スマートフォンは発熱やバックグラウンド処理の影響で、時折極端に低いスコア(外れ値)が出ることがあります。そのため、今回は外れ値に引っ張られやすい「平均値」よりも、実力値に近い「中央値」をベースにパフォーマンスを評価します。

測定項目Xperia 1 VIII (Snapdragon 8 Elite Gen 5)Xperia 1 VII (Snapdragon 8 Elite)
シングルコア 平均値3212.542536.62
シングルコア 中央値3325.502791.00
シングルコア 標準偏差385.64559.99
マルチコア 平均値8709.567654.68
マルチコア 中央値9284.508257.00
マルチコア 標準偏差1522.891220.72

中央値で比較すると、Xperia 1 VIIIは前世代からシングルコアで約19%、マルチコアで約12%のスコア向上を果たしています。新世代SoCの恩恵は確実に数値として表れており、純粋な処理能力の底上げが確認できます。

標準偏差から見えた「2つの異なる顔」

しかし、今回の検証で最も興味深いのは、スコアのばらつきを示す「標準偏差」の数値です。ここから、最新モデルの意外な特性が浮かび上がってきました。

1. シングルコアのばらつき減少:普段使いの圧倒的な安定感

シングルコアの標準偏差に注目すると、前世代の約560から約386へと大きく縮小(改善)しています。

これは、ブラウジングやSNSの閲覧、アプリの起動といった日常的な軽い動作において、スコアのブレが少なくなっていることを意味します。Xperia 1 VIIIは、突発的な負荷に対してもレスポンスが極めて安定しており、体感的な「引っかかり(カクつき)」が減少し、より洗練された滑らかな操作感を実現していると言えるでしょう。

2. マルチコアのばらつき拡大:ピーク性能と熱ダレのジレンマ

一方で、重い処理を行う際のマルチコアの標準偏差は、約1220から約1522へと逆に拡大(悪化)しています。

これは、Snapdragon 8 Elite Gen 5の「圧倒的なピーク性能」と、「スマートフォンの筐体サイズにおける冷却の限界」が激しく衝突していることを強く示唆しています。

つまり、冷却が追いついている短時間は非常に高いスコアを叩き出しますが、連続して高負荷がかかると熱を逃しきれず、システムを保護するために強烈なクロックダウン(サーマルスロットリング)が発生し、スコアが急降下していると考えられます。

まとめ:じゃじゃ馬なモンスターチップをどう手なずけるか

今回のデータ検証から、Xperia 1 VIIIは「日常動作の安定感は大きく増した一方で、限界まで回した時のじゃじゃ馬っぷりも増している」という特性が見えてきました。
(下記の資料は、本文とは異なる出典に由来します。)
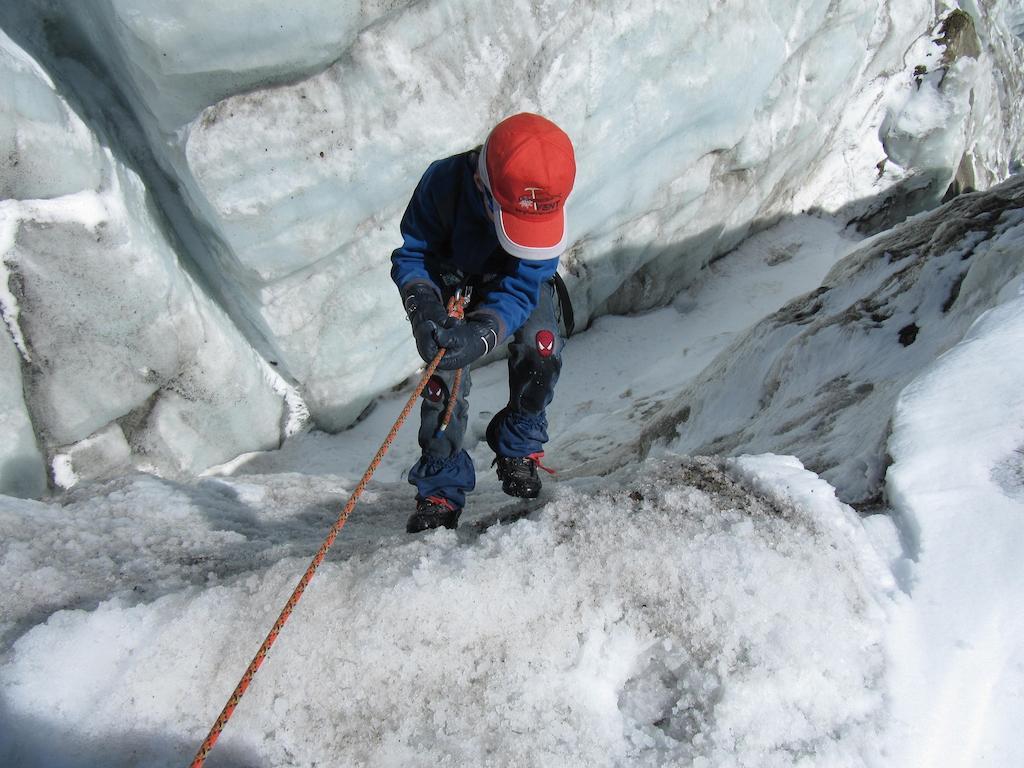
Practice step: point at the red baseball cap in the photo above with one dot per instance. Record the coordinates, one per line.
(527, 167)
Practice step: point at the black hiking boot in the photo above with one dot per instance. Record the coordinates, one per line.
(433, 512)
(518, 474)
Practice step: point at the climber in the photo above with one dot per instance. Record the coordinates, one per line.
(492, 222)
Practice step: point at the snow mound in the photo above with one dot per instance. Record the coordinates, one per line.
(956, 484)
(690, 610)
(829, 366)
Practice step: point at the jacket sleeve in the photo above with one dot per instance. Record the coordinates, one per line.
(517, 295)
(422, 232)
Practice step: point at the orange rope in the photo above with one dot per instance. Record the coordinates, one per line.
(455, 308)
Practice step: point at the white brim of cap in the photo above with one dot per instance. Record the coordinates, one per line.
(528, 253)
(525, 253)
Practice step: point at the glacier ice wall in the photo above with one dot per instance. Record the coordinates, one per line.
(119, 358)
(291, 140)
(693, 124)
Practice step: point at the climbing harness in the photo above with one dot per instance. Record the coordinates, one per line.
(456, 309)
(461, 300)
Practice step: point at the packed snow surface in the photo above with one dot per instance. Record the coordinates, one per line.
(198, 208)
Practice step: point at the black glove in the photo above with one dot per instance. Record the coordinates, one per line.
(466, 341)
(426, 312)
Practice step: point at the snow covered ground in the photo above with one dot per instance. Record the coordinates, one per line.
(187, 222)
(673, 611)
(645, 617)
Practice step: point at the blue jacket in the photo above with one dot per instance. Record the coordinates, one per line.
(449, 240)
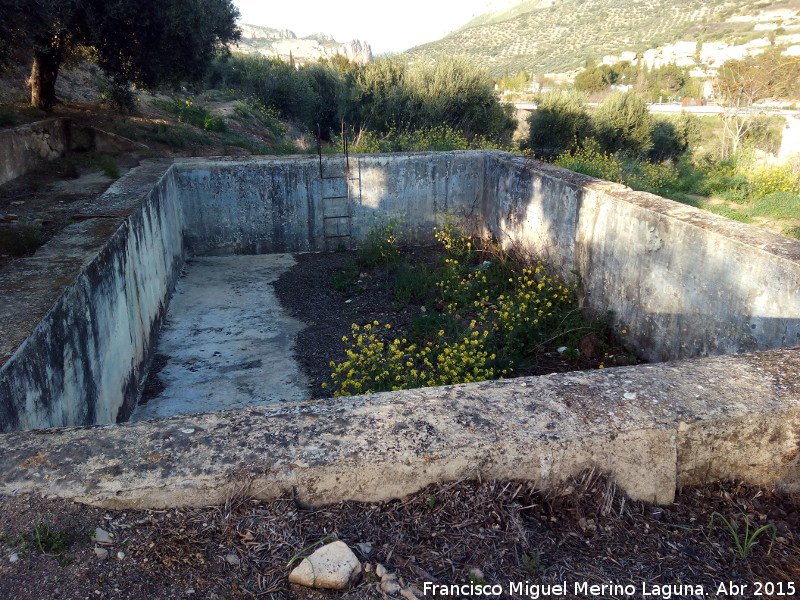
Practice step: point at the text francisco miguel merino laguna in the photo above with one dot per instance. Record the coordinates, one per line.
(584, 588)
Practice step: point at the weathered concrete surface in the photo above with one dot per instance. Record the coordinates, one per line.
(227, 340)
(653, 427)
(77, 318)
(22, 148)
(268, 205)
(682, 281)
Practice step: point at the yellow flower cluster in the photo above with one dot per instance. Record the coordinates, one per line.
(589, 160)
(376, 363)
(495, 313)
(766, 180)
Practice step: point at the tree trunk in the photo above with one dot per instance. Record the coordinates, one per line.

高いポテンシャルを秘めているのは間違いありませんが、長時間の3Dゲームや高画質な動画編集など、重い処理を連続して行うシーンでは、熱によるパフォーマンスの波が大きくなる可能性があります。

今後のソフトウェア・アップデートによる最適化や、専用のゲーミングギア(冷却ファン)との組み合わせで、このモンスターチップの力をどこまで安定して引き出せるのか。Xperia 1 VIIIの真価は、その「熱コントロール」にかかっていると言えそうです。